The Equity Market Rally – Are We There Yet?

Global equity markets will not get a sustained rebound until the virus infection and death curves flatten (left charts), growth rates in infection and death approach zero (right charts) and shares fall to levels that are cheap. The first two factors are happening due to severe lockdown restrictions applied across the world. However, we believe that the latter is far from the case (shares are not cheap) because profits are about to collapse everywhere. The current rebound in global equity prices is unlikely to be sustained.


The Great Lockdown

The Great Lockdown will be the worst downturn since the Great Depression, says the International Monetary Fund (IMF). It warned this week that the Australian economy will slump by 6.7% in 2020, followed by a V-shaped recovery in 2021. We do not agree. The latest NAB Business Confidence survey shows the extent of the headwinds companies are facing:

“Business confidence saw its largest decline on record and is now at its weakest level in the history of the NAB business survey … Business conditions also declined sharply in aggregate and across the bulk of industries … Forward orders collapsed to their lowest level on record, while capacity utilisation also saw a sharp decline. Overall, the decline in forward orders and business conditions imply a large fall in GDP in the next 6 months.”
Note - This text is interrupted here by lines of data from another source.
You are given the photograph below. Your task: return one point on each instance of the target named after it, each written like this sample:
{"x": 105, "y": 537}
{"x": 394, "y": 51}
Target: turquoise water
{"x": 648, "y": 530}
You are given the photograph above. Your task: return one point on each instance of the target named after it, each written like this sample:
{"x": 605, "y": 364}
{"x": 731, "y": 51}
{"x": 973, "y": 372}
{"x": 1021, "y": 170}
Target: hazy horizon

The Laws of Economics are as Unforgiving as the Laws of Physics

In this excellent piece for Firstlinks, Professor Tim Congdon, Chairman of the Institute of International Monetary Research at the University of Buckingham in England, argues that the US Federal Reserve’s preparedness to finance the coronavirus-related spending may prove suicidal to its long-term reputation as an inflation fighter. Professor Congdon states that the US Government will not repay its debts at the Federal Reserve while it is running an annual budget deficit of $3 trillion, and if too much money is manufactured on banks’ balance sheets, a big rise in inflation should be expected. The laws of economics apply without discrimination to both Latin American countries and the USA.
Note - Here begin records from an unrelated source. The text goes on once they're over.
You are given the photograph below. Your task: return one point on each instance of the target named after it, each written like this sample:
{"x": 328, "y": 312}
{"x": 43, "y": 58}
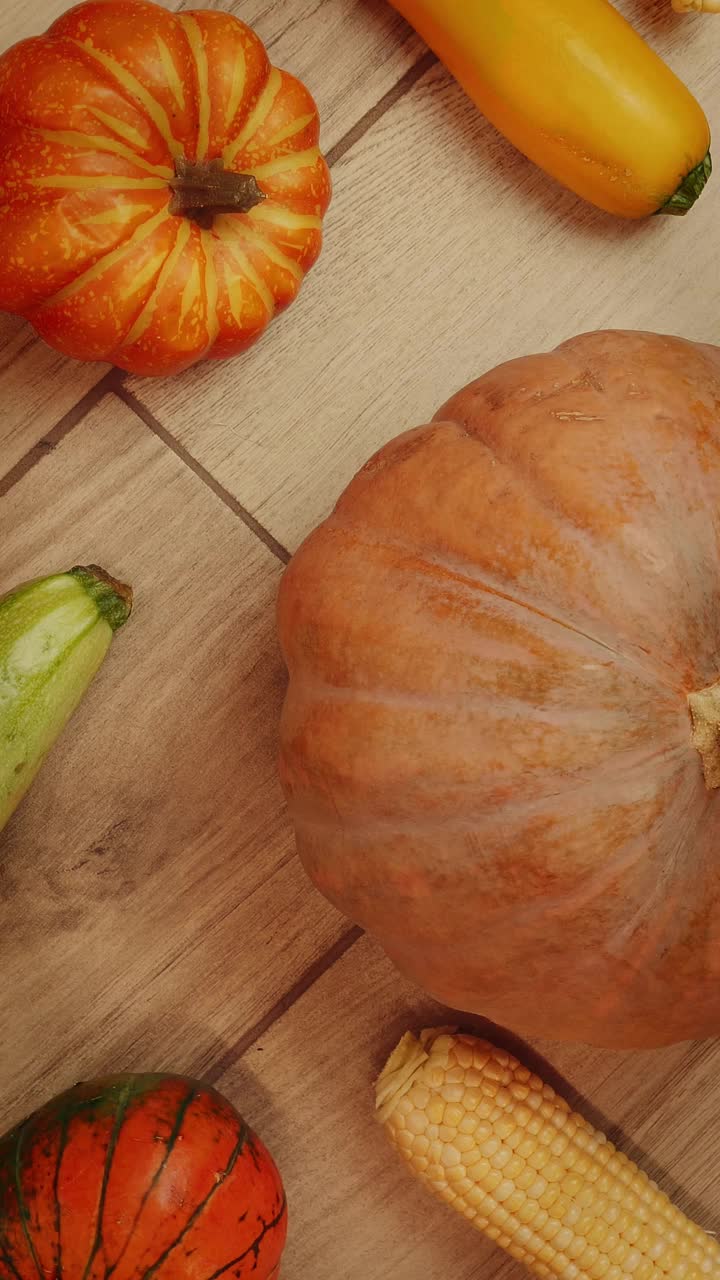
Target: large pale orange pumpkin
{"x": 500, "y": 741}
{"x": 160, "y": 184}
The chart below, highlights the extent of quantitative easing (QE) from the world’s central banks.


Can The Price of Oil Go Below Zero?

The Covid-19 pandemic is turning oil markets upside down, says the Wall Street Journal. While U.S. crude oil futures have shed more than half of their value this year, prices for actual barrels of oil in some places have fallen even further. Storage around the globe is rapidly filling and, in areas where crude is hard to transport, producers could soon be forced to pay consumers to take it off their hands—effectively pushing prices below zero.
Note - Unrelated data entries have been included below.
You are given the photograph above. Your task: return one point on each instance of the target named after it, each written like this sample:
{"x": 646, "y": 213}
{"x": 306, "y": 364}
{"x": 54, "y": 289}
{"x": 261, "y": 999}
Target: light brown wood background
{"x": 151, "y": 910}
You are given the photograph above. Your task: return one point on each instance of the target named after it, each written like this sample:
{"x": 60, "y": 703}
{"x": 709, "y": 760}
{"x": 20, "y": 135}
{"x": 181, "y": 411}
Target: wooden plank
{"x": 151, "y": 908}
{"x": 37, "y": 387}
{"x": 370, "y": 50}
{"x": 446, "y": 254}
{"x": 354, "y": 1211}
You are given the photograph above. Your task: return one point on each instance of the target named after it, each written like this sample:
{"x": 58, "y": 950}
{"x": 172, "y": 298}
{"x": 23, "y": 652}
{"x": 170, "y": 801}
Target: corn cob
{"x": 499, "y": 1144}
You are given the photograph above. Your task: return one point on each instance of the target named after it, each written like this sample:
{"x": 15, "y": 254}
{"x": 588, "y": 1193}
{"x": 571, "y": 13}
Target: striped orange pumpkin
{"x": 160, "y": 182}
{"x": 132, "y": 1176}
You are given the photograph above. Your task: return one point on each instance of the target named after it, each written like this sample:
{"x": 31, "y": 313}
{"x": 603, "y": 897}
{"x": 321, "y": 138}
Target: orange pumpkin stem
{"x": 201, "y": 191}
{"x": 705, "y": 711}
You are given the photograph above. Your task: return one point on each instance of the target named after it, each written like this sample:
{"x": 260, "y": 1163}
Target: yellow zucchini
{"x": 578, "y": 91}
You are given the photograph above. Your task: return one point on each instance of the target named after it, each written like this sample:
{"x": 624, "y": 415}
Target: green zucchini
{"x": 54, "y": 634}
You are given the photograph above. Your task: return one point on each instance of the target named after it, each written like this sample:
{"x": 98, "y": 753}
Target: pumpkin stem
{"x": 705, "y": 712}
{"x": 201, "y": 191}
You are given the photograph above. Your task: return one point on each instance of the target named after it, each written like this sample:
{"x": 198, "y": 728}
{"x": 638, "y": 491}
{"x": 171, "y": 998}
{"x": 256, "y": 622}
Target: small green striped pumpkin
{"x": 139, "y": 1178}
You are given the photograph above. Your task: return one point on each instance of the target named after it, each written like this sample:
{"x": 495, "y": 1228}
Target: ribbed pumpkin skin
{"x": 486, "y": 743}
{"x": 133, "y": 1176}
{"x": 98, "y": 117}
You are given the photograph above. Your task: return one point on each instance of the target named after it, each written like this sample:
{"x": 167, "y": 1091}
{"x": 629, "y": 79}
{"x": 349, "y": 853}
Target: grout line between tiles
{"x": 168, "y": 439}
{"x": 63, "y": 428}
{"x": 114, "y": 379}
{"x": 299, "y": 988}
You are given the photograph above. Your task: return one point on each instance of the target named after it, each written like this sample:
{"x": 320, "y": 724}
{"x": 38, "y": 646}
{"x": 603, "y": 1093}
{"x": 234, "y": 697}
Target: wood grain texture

The problem is the industry’s limited capacity to store excess oil. Efforts to curb the spread of the virus have driven demand to record lows. Factories have shut. Cars and airplanes are sitting immobile. So refineries are slashing activity while stores of crude rapidly accumulate. This build-up of crude is overwhelming storage space and clogging pipelines. And in areas where tanker-ship storage isn’t readily available, producers could need to go to extremes to get rid of the excess, including paying for it to be taken away. Perhaps one day your local petrol forecourt will give away a tank of fuel with the purchase of a coffee and a doughnut!


Who’s Zoomin’ Who?

We are all Zoom users now. Stanford Brown now conducts the bulk of our client and internal group meetings via Zoom. We are not alone. The number of daily users of Zoom has increased from 10 million in January to 200 million today. This has caused problems for Zoom, mainly its lack of water-tight security permitting random users to ‘Zoombomb’ meetings. “I really messed up” said Zoom boss, Eric Yaun, last week.

During a similar 17th century virus-related lockdown, Sir Isaac Newton made use of his quarantine to invent calculus. At Stanford Brown, some of us figured out how to get an Easter background on our new weekly Zoom Town Hall staff meetings. Baby steps…baby steps.